What do I do if I'm attracted to someone I can never be with?
ImageI am a 19-year-old female college student who for years struggled with nervousness and anxiety towards intimacy and sex. I am happy to say I have made some strides recently, like finally being okay with my bisexuality. However, something has eaten at me for years. This is something I am deathly afraid to even think about. I have told no one, and I denied it even to myself for a long time. My sister is a wonderful and beautiful person. She's always been supportive and I miss her dearly when I'm at school. And I'm attracted to her. I look at her and I see someone I want to be with. It makes me want to throw up just typing that out. I'll be honest. Right now I'm crying. It's horrible and I hate it. I'm not naive enough to think it would be okay to talk to her about it. But, I can't bury it away anymore.  I don't know what to do about it. I want to make these feelings go away. And there is no way in hell I'm going to talk to anyone about it face to face. I just couldn't do that. What, if anything, can I do?

 

ImageMany people have desires which they know are wrong, including some that they know they will never act on. The problem isn’t so much the desire, which I’m afraid that there’s not much you can do about, but rather what happens after this thought pops into your head. If the moment you have any such thoughts, you push those thoughts away and think about something else, I’m here to say that over time, those thoughts will have less and less of a pull on you. And that would be particularly true if you could form a strong romantic bond with somebody else. But, if you allow yourself to give into these thoughts, even if it’s to beat yourself up for having them, then the thoughts will continue to have a strong impact. So my advice is to understand that you may not be able to stop yourself from such a thought popping into your head, but you have to be prepared to shove it aside as fast as you can. That might require you having a fall back thought. Let’s say there’s some movie star that you find sexually attractive. As soon as the idea of being attracted to your sister arises, shove it aside by concentrating on a fantasy about this other person. Eventually you may not need such a crutch, but if it helps you now, then use it.

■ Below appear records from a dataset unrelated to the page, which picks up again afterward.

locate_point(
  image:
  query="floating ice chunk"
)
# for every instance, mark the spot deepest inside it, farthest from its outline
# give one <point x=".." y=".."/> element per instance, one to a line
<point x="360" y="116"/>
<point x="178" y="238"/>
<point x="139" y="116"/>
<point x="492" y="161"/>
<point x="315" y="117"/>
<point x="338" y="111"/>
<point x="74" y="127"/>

  I’ve not really addressed the idea of incest in my response. Your case is a bit different, but it still falls under the heading of incest. You might feel badly if it was your best friend who is heterosexual to whom you were attracted, but it wouldn’t be incest and so you wouldn’t feel quite so badly. What you should understand is that many people find themselves physically attracted to a family member, but because of society’s taboo against incest, they push those thoughts aside. So while I agree with you that you should absolutely not pursue such a relationship, don’t beat yourself up so badly for it as having such feelings for a family member is not as rare as you believe. Your problem is that you are making a mountain of a molehill, and what you have to do is work to bring the problem down to the size. You can keep it under control. And the way to do that is not to worry it to death, but rather to think about it as little as possible.